Facebook owner Meta Platforms plans to deploy into its data centers this year a new version of a custom chip aimed at supporting its artificial intelligence push, according to an internal company document.

The chip, a second generation of an in-house silicon line Meta announced last year, could help to reduce Meta’s dependence on the Nvidia chips that dominate the market and control the spiralling costs associated with running AI workloads as it races to launch AI products.

The world’s biggest social media company has been scrambling to boost its computing capacity for the power-hungry generative AI products it is pushing into Facebook, Instagram and WhatsApp and hardware devices like its Ray-Ban smart glasses, spending billions of dollars to amass arsenals of specialised chips and reconfigure data centers to accommodate them.

At the scale at which Meta operates, a successful deployment of its own chip could potentially shave off hundreds of millions of dollars in annual energy costs and billions in chip purchasing costs, according to Dylan Patel, founder of the silicon research group SemiAnalysis.

The chips, infrastructure and energy required to run AI applications has become a giant sinkhole of investment for tech companies, to some degree offsetting gains made in the rush of excitement around the technology.

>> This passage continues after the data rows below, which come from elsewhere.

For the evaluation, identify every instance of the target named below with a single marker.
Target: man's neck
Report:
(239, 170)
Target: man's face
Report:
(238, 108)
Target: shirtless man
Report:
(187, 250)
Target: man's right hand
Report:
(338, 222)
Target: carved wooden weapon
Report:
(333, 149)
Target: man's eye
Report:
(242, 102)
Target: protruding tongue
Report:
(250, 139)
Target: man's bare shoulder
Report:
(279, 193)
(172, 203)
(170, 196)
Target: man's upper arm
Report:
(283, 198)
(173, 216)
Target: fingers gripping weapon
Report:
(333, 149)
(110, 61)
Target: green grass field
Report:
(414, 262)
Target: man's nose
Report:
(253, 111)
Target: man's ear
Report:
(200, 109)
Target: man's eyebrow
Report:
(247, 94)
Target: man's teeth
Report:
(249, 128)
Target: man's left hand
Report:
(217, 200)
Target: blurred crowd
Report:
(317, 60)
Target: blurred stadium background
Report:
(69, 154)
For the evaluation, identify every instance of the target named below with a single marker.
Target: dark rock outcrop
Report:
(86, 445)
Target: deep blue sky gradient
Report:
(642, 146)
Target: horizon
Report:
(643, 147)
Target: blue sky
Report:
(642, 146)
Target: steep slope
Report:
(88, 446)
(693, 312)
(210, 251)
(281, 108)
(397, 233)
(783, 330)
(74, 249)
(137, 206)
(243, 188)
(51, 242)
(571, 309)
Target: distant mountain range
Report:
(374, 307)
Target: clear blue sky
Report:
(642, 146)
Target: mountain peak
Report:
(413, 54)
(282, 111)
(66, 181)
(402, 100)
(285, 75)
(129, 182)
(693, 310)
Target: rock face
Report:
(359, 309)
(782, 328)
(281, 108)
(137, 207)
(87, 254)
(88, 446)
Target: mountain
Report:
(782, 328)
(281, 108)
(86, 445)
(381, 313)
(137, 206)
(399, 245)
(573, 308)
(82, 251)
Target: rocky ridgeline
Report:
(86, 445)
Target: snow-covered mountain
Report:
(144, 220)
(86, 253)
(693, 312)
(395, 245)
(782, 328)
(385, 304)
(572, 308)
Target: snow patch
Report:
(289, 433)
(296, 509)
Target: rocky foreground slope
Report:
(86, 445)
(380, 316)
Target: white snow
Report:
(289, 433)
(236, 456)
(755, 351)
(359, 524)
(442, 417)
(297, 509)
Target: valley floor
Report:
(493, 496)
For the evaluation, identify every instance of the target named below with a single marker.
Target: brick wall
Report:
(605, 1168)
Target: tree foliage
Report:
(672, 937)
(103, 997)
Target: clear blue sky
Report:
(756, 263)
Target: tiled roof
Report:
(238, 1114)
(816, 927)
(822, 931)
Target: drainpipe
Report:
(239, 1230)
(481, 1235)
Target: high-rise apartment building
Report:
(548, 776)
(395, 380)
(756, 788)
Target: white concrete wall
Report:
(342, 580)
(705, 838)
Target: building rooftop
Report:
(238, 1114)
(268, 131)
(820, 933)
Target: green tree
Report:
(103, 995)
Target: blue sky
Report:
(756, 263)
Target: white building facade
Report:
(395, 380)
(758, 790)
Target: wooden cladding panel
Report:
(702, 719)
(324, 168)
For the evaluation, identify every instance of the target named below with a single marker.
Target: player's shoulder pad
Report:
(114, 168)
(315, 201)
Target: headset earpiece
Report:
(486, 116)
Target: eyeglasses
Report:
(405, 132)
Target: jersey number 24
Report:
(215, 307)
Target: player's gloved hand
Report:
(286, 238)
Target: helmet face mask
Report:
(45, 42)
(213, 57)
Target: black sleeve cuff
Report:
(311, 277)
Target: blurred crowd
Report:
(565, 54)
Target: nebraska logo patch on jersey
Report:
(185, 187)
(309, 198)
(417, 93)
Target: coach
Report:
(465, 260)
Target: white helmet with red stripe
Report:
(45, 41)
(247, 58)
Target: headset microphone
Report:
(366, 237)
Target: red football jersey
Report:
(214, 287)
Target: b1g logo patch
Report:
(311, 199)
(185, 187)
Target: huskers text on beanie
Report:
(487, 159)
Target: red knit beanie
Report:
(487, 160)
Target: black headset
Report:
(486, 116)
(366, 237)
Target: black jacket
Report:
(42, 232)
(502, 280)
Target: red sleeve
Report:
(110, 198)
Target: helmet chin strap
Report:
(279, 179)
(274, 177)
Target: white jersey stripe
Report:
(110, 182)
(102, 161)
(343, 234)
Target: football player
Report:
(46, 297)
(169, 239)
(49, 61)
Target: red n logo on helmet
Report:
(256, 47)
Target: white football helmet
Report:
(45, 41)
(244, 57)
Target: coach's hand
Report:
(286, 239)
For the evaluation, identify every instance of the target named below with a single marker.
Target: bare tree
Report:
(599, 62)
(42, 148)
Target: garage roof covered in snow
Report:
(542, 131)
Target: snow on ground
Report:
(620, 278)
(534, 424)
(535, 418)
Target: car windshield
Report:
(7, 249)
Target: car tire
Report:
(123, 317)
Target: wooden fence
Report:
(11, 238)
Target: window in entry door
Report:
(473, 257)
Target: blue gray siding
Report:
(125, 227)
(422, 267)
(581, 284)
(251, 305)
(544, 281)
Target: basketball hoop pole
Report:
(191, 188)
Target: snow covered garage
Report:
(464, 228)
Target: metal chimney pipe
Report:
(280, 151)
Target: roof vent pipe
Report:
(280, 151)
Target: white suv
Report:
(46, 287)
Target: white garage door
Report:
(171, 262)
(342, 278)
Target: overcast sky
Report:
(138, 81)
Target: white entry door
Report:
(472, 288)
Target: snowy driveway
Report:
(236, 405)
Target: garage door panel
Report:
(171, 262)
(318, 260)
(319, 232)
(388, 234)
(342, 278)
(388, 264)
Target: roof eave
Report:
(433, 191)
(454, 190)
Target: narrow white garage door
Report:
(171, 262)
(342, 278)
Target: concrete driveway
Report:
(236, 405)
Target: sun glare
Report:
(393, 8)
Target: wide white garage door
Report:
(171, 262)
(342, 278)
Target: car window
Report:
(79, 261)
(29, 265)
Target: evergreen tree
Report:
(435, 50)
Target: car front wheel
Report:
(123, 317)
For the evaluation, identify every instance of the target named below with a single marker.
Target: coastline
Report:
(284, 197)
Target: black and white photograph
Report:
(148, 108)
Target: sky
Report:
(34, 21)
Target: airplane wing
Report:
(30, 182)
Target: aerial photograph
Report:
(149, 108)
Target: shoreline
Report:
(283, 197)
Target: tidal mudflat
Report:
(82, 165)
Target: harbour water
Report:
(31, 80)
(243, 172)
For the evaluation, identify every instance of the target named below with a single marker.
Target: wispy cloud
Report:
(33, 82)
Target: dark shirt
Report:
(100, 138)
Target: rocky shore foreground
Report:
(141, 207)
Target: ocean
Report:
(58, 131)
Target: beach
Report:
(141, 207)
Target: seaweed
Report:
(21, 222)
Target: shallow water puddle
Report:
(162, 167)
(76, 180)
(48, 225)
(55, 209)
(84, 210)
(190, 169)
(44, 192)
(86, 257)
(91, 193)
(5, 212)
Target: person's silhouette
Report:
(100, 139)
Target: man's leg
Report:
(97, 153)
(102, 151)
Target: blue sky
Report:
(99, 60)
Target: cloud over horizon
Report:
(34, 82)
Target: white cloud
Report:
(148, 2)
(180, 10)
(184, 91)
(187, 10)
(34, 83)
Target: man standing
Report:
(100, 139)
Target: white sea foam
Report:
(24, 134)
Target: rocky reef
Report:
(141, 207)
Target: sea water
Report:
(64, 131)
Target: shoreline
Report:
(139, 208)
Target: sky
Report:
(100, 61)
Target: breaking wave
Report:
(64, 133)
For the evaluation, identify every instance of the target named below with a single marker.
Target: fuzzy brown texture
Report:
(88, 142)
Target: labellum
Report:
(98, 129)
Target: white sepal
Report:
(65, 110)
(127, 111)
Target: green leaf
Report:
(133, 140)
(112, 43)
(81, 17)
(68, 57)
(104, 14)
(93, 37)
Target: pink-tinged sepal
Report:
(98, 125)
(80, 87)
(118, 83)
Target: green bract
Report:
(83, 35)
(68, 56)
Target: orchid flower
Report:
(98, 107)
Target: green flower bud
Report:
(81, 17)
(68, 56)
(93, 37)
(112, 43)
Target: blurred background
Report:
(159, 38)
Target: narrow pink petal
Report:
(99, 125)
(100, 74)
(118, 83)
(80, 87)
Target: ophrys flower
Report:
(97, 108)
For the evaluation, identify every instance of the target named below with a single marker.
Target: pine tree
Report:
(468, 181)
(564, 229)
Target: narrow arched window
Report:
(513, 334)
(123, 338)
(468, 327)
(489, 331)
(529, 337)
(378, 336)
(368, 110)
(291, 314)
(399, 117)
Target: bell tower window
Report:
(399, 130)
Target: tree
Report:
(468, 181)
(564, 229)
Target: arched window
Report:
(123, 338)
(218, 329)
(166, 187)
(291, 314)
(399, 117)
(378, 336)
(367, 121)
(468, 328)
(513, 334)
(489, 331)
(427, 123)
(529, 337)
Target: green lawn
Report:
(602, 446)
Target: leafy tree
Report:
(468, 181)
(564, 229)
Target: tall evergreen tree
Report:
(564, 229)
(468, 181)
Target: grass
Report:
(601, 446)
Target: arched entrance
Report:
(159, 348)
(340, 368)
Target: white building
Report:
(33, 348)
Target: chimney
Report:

A Meta spokesman confirmed the plan to put the updated chip into production in 2024, saying it would work in coordination with the hundreds of thousands of off-the-shelf graphics processing units (GPUs) — the go-to chips for AI — the company was buying.

“We see our internally developed accelerators to be highly complementary to commercially available GPUs in delivering the optimal mix of performance and efficiency on Meta-specific workloads,” the spokesman said.

H100 processors

Meta CEO Mark Zuckerberg last month said the company planned to have by the end of the year roughly 350 000 flagship H100 processors from Nvidia, which produces the most sought-after GPUs used for AI. Combined with other suppliers, Meta would accumulate the equivalent compute capacity of 600 000 H100s in total, he said.

The deployment of its own chip as part of that plan is a positive turn for Meta’s in-house AI silicon project, after a decision by executives in 2022 to pull the plug on the chip’s first iteration.

Read: Meta’s extraordinary comeback

The company instead opted to buy billions of dollars’ worth of Nvidia’s GPUs, which have a near monopoly on an AI process called training that involves feeding enormous data sets into models to teach them how to perform tasks.

The new chip, referred to internally as “Artemis”, like its predecessor can perform only a process known as inference in which the models are called on to use their algorithms to make ranking judgments and generate responses to user prompts.

Reuters last year reported that Meta was also working on a more ambitious chip that, like GPUs, would be capable of performing both training and inference.

The company shared details about the first generation of its Meta Training and Inference Accelerator (MTIA) program last year. The announcement portrayed that version of the chip as a learning opportunity.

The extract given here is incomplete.